Every Girl Needs

  1.  You need a secret stash of money.  Sadly, it can’t be in a bank or investment account, because you will have to report that on your taxes, or when you apply for a mortgage, or when you buy a car, or whatever.  This is a stash of money that your partner does not know about.  Women in my mother’s generation used to shave a little bit off the “grocery allowance” that their husbands gave them.  It’s the money you will use to get away from him if he’s abusive, to pay for an abortion if he gets you pregnant, to help out your sister when he says, “No, she should have stayed with her abusive boyfriend.”  In the end, he’ll die before you and you can use the money for a lovely headstone and perpetual flowers.
  2. Don’t let him take that picture and don’t you take it and send it to him.  Yes, I know.  We’re all pretty modern and sophisticated.  He says that if you really love him and really trust him, you’ll let him do it.  Say no.  There is literally no way that this ends well and, someday — when you are applying for the divorce you just know right now will never happen, when you go through the break up that you just know right now is impossible, when you are trying to start a business, or run for office, or to get a loan that right now you know would never be necessary — someday you will not be sick to your stomach when those pictures don’t surface.
  3. Make him explain it to you before you sign it.  The more he insists that you just sign the tax return, loan application, mortgage, etc. the more you need to insist that he (or his accountant, lawyers, partner, etc.) explain ever single figure to you.  With my abusive ex-husband, I used to keep saying, “Sorry to be so stupid, but I don’t understand.  What is this figure?”  Eventually, they may decide to do it without you, which is better, or to just not do it (better still).  But do not sign what you don’t understand, can’t verify, aren’t able to corroborate.  I know.  You love him.  He would never compromise you.  He wants you to show that you “trust him.”  If all of that were true, he’d satisfy you before asking you to sign.
  4. When he insists that if you just “trusted him” you’d send him those pictures, sign that form, transfer those funds, etc., and you can’t hold out, agree, but only if he’ll show that he “trusts you” by giving you the password to his bank account.  After all, fair is fair.  You’re going to trust him with a picture that could get you fired, get custody of your kids taken from you, make it impossible for you to run for office.  So he should trust you with his bank account.  If you’re going to trust that he won’t get mad, or get drunk and brag to his friends, or make a mistake when he hits send, well, then, he should be willing to trust the same for you.  If he’s unwilling, well, then, so are you.
  5. How fast could you put your hands on your passport, on cash, on your mortgage, on your health insurance manual and cards, on the deed to your house, on you last joint tax return?  Is there a reason why you and a girlfriend can’t store those for each other in an easily-to-grab redweld?  Look, of course, you’re right.  He loves you and you’ll never need these.  All the more reason why it should be simple for you to stash these with a sister, girlfriend, lawyer.

9 responses to “Every Girl Needs

  1. Meredith Sterling

    I made sure with my ex-husband that I was the one who ‘paid the bills’ — just wrote out the checks, etc.; we both earned the money.

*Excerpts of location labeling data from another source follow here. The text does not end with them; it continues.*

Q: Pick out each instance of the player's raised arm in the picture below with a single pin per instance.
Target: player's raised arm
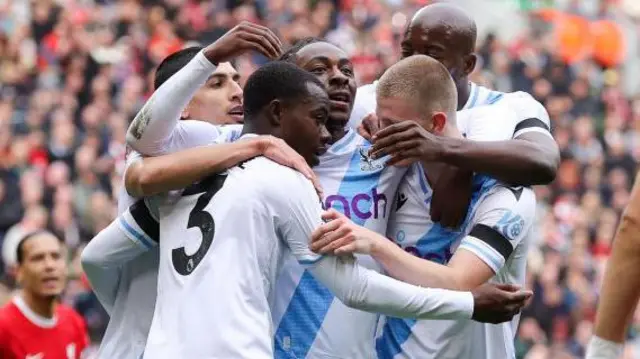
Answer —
(530, 158)
(501, 221)
(174, 171)
(620, 285)
(157, 129)
(131, 234)
(365, 289)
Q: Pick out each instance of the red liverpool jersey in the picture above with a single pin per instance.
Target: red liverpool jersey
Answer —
(27, 335)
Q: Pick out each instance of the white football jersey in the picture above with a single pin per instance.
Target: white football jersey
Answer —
(132, 310)
(531, 116)
(222, 244)
(496, 230)
(310, 322)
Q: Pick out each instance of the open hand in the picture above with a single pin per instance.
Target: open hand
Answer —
(245, 37)
(498, 303)
(341, 236)
(278, 151)
(406, 142)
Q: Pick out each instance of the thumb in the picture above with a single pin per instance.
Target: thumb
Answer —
(508, 287)
(331, 214)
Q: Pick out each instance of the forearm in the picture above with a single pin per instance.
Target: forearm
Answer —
(367, 290)
(174, 171)
(621, 283)
(411, 269)
(156, 123)
(515, 161)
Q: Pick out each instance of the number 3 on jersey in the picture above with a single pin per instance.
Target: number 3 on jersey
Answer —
(185, 264)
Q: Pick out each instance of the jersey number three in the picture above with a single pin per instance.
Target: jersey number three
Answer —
(185, 264)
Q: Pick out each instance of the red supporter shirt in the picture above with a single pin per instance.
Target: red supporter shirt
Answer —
(27, 335)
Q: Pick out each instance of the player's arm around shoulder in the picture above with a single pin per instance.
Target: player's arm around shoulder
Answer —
(501, 222)
(533, 126)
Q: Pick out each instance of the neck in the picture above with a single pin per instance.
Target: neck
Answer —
(464, 91)
(43, 306)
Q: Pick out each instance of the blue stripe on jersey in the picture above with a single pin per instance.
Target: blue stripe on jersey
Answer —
(311, 300)
(435, 246)
(142, 239)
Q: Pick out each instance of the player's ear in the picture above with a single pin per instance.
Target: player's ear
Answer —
(470, 63)
(438, 122)
(274, 112)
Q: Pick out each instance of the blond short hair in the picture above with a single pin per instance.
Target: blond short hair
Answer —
(423, 81)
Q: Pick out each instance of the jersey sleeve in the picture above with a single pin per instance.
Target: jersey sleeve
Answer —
(364, 104)
(532, 116)
(131, 234)
(500, 222)
(491, 123)
(157, 128)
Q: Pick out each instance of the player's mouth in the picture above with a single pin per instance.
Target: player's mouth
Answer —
(237, 113)
(340, 100)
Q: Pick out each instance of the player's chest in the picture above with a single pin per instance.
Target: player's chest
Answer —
(61, 344)
(361, 188)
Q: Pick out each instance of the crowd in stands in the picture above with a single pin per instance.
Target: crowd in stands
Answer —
(73, 73)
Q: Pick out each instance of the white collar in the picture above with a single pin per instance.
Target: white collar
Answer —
(32, 316)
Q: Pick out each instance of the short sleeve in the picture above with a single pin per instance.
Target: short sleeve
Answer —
(364, 104)
(490, 123)
(532, 116)
(140, 225)
(303, 213)
(500, 222)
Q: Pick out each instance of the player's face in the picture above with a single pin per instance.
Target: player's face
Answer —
(303, 125)
(43, 269)
(334, 69)
(436, 41)
(219, 101)
(392, 110)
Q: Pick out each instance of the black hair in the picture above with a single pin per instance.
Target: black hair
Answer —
(174, 63)
(25, 238)
(276, 80)
(290, 54)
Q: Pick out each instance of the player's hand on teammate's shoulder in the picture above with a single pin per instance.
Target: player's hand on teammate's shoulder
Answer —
(369, 126)
(451, 197)
(497, 303)
(278, 151)
(243, 38)
(339, 236)
(407, 142)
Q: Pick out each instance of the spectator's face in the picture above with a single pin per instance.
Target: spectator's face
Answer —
(219, 101)
(43, 271)
(333, 68)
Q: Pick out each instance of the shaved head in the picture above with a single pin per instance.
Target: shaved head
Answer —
(450, 19)
(419, 86)
(448, 34)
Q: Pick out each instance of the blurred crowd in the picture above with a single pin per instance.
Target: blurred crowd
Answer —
(73, 73)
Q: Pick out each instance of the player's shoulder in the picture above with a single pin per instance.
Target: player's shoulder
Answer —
(270, 178)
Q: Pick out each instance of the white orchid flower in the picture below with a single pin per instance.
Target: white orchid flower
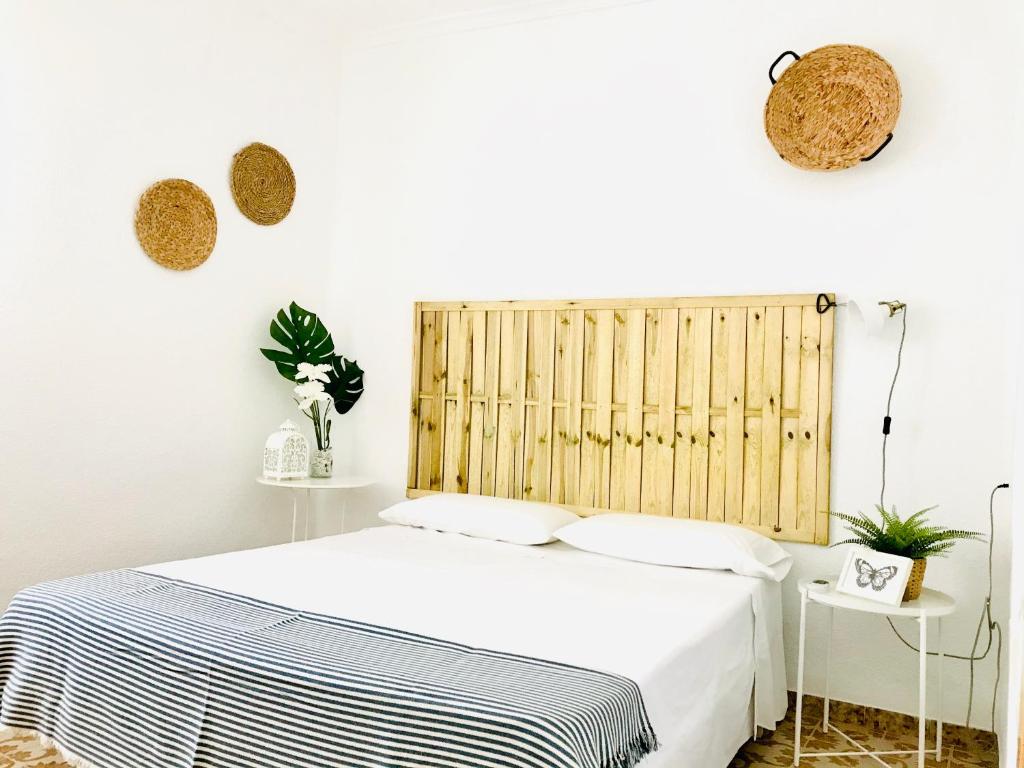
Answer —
(312, 373)
(310, 392)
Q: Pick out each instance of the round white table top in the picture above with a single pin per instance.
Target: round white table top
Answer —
(932, 603)
(338, 482)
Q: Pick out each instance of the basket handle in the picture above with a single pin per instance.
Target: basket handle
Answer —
(783, 54)
(875, 154)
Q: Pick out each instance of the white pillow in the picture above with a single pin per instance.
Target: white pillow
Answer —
(668, 541)
(482, 517)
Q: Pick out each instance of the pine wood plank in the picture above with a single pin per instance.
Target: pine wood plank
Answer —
(807, 439)
(788, 451)
(477, 390)
(601, 438)
(678, 302)
(684, 398)
(539, 368)
(717, 424)
(650, 397)
(735, 414)
(752, 424)
(823, 459)
(771, 419)
(700, 424)
(492, 386)
(507, 376)
(519, 332)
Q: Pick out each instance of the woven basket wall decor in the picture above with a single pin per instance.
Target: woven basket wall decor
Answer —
(833, 108)
(176, 224)
(262, 183)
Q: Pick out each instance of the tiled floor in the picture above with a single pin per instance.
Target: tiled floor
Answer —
(962, 749)
(873, 728)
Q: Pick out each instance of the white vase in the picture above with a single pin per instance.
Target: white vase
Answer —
(322, 463)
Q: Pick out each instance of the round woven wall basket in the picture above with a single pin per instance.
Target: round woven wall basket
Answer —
(176, 224)
(833, 108)
(262, 183)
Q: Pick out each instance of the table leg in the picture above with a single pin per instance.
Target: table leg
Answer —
(938, 718)
(922, 698)
(308, 510)
(800, 678)
(828, 625)
(295, 513)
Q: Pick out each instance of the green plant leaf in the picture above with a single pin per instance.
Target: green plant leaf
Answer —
(345, 386)
(305, 340)
(910, 538)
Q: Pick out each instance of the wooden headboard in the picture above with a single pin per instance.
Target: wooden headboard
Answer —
(716, 409)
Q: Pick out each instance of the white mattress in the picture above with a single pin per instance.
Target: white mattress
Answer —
(693, 640)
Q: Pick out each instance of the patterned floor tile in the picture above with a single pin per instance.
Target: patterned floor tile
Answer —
(873, 728)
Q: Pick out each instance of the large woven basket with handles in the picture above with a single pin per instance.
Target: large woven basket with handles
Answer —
(916, 583)
(833, 108)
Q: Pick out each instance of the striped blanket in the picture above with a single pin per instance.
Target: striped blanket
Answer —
(129, 670)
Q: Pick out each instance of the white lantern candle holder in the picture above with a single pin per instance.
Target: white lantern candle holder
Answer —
(286, 456)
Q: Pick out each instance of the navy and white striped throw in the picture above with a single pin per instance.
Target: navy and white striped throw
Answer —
(129, 670)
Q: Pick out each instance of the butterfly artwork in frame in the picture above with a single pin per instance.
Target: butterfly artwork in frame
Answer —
(875, 576)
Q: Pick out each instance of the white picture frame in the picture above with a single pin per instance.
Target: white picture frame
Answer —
(875, 576)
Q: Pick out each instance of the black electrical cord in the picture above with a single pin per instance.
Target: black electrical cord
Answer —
(887, 422)
(986, 610)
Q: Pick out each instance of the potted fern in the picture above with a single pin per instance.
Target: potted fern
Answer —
(911, 538)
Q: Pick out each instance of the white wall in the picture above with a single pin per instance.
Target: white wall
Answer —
(621, 153)
(134, 400)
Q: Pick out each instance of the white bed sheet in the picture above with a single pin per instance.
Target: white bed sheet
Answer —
(693, 640)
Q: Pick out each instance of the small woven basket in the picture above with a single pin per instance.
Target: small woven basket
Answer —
(833, 108)
(916, 583)
(176, 224)
(262, 183)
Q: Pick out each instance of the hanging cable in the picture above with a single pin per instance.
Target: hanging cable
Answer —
(985, 620)
(887, 422)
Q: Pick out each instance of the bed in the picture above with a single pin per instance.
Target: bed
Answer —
(704, 647)
(402, 647)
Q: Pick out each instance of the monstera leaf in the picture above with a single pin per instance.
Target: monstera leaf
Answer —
(304, 338)
(345, 385)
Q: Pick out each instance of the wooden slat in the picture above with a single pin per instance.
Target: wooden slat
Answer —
(717, 424)
(426, 421)
(752, 424)
(666, 437)
(414, 409)
(566, 420)
(699, 427)
(771, 419)
(709, 409)
(807, 438)
(788, 451)
(823, 504)
(734, 418)
(539, 376)
(604, 338)
(519, 331)
(492, 385)
(684, 398)
(440, 387)
(508, 375)
(653, 352)
(476, 406)
(805, 299)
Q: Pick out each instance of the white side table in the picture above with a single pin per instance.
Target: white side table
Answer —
(308, 484)
(931, 604)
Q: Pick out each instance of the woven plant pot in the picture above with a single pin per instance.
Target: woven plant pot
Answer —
(916, 582)
(833, 108)
(262, 183)
(176, 224)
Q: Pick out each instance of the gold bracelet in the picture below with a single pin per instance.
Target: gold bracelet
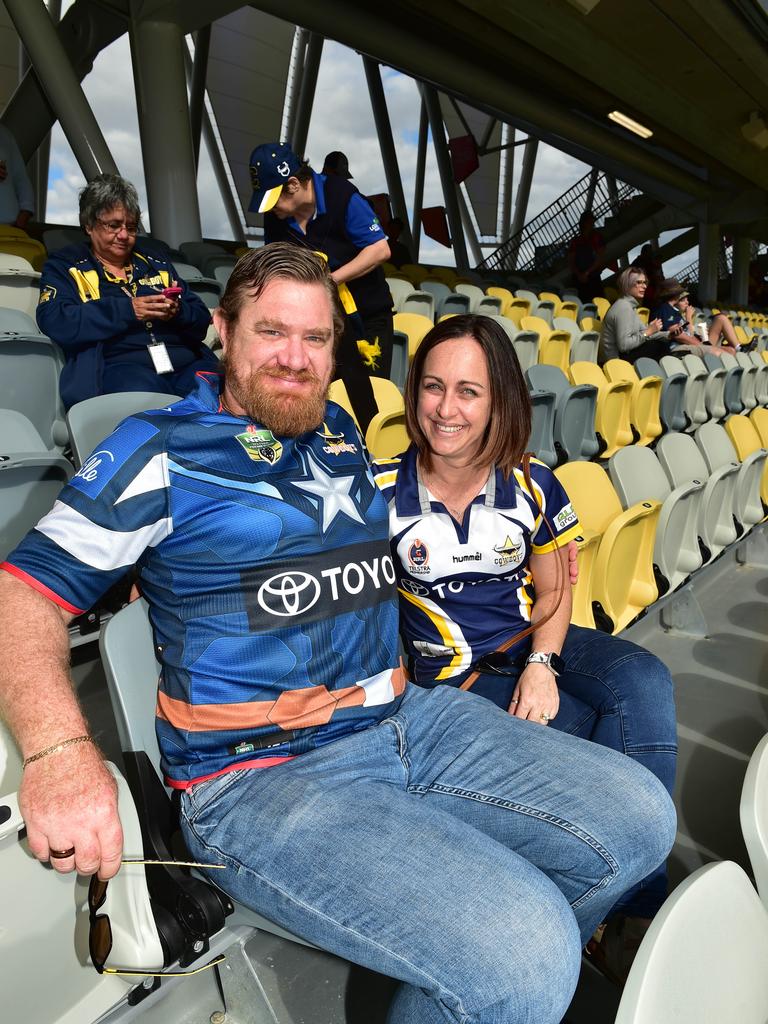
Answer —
(56, 748)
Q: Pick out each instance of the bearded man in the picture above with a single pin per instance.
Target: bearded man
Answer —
(424, 834)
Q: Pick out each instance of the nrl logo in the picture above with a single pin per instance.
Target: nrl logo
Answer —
(336, 443)
(261, 445)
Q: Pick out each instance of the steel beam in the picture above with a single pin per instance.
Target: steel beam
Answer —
(306, 93)
(198, 86)
(62, 90)
(388, 151)
(429, 93)
(158, 53)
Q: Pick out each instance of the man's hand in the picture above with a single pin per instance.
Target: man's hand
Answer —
(154, 307)
(69, 799)
(536, 695)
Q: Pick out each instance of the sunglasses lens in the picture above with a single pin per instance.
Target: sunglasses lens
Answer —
(99, 940)
(96, 893)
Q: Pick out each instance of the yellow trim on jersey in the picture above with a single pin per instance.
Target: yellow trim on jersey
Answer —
(87, 284)
(562, 539)
(441, 624)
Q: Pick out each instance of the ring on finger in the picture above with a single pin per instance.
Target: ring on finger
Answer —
(62, 854)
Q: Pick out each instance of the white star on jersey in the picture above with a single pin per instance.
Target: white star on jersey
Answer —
(333, 494)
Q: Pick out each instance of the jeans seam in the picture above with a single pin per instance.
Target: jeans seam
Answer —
(240, 867)
(535, 812)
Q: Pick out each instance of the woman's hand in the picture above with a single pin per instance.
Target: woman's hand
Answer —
(536, 695)
(155, 307)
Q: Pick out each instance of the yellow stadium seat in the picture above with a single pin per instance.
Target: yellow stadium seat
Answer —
(745, 439)
(554, 346)
(501, 293)
(646, 396)
(518, 308)
(386, 434)
(623, 581)
(613, 403)
(415, 326)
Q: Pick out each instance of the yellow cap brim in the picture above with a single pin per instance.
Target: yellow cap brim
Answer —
(269, 199)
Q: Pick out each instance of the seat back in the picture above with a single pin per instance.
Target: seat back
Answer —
(30, 483)
(754, 815)
(30, 367)
(90, 421)
(702, 960)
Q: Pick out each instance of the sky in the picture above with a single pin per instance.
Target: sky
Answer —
(341, 120)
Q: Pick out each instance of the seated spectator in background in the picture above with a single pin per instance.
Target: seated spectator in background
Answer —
(677, 316)
(123, 320)
(330, 215)
(398, 254)
(587, 259)
(624, 334)
(648, 261)
(336, 163)
(16, 194)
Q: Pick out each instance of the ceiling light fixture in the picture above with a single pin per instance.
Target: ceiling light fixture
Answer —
(630, 125)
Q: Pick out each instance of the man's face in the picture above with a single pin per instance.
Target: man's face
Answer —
(279, 356)
(290, 200)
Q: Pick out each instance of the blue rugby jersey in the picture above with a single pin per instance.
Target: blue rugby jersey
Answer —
(466, 588)
(266, 565)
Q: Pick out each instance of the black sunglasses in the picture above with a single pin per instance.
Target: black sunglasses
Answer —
(99, 935)
(500, 663)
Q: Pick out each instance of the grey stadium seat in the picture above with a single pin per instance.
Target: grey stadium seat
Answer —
(574, 413)
(672, 406)
(637, 475)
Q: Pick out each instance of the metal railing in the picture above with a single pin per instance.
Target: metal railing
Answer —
(544, 241)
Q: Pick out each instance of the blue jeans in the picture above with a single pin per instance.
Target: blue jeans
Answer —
(622, 696)
(453, 847)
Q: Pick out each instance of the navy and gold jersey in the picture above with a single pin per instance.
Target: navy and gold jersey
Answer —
(465, 588)
(265, 561)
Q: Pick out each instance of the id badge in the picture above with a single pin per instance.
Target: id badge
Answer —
(160, 357)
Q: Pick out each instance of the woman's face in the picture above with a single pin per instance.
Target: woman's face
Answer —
(454, 407)
(637, 288)
(114, 236)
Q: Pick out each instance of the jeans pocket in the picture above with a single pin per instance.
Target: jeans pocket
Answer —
(199, 799)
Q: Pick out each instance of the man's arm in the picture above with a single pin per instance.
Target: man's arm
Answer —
(68, 798)
(365, 261)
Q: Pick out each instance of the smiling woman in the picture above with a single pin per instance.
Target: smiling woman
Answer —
(478, 535)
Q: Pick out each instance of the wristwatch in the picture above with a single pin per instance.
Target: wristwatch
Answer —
(553, 662)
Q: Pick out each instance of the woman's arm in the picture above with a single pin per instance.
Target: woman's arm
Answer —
(536, 693)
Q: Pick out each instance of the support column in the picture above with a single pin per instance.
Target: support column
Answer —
(198, 86)
(740, 272)
(505, 181)
(421, 165)
(709, 253)
(306, 93)
(231, 205)
(523, 195)
(61, 87)
(157, 51)
(446, 175)
(386, 143)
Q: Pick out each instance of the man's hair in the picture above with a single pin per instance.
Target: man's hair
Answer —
(628, 278)
(509, 426)
(280, 261)
(104, 193)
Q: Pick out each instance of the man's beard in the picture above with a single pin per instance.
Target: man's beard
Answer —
(285, 414)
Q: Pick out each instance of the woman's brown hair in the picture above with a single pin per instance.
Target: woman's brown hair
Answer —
(509, 427)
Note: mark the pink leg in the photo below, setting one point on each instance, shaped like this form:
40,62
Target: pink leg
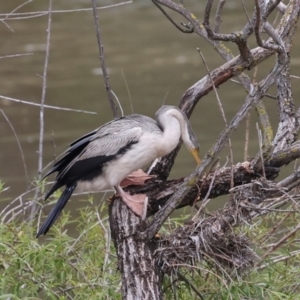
137,203
137,177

But, when I needed to leave him, he’d become so complacent and entitled that someone was taking care of this little housekeeping chore for him, that I could neatly divide the accounts and open another one in my name only and then and only then (with the county sheriff’s phone # memorized) did I tell him good-bye… Loved this article. It is all Truth.

  2. More women need to know to do this. My mom’s generation and before did, but women these days don’t seem to.

  3. I’ve lived alone now for many years but I still live like this. I still have a secret stash of cash, I can get my important paperwork in a flash & all my other important paperwork & photos are on flashdrive & can be slipped into my pocket. It’s not fleeing a man I’m thinking about now; it’s if the house is on fire. I’m always prepared. It’s a kind of PTSD.

  4. Reblogged this on silverapplequeen and commented:

  5. Yes. We owed a small newspaper jointly, and my name was on a lot of stuff as the responsible party. His wasn’t. It took me years to pay off the IRS and other creditors.I’m older and wiser now—for one thing, I’m not married and won’t be again.

  6. Sorry, that’s *owned*, not *owed*. (Could have sworn I proofread this!)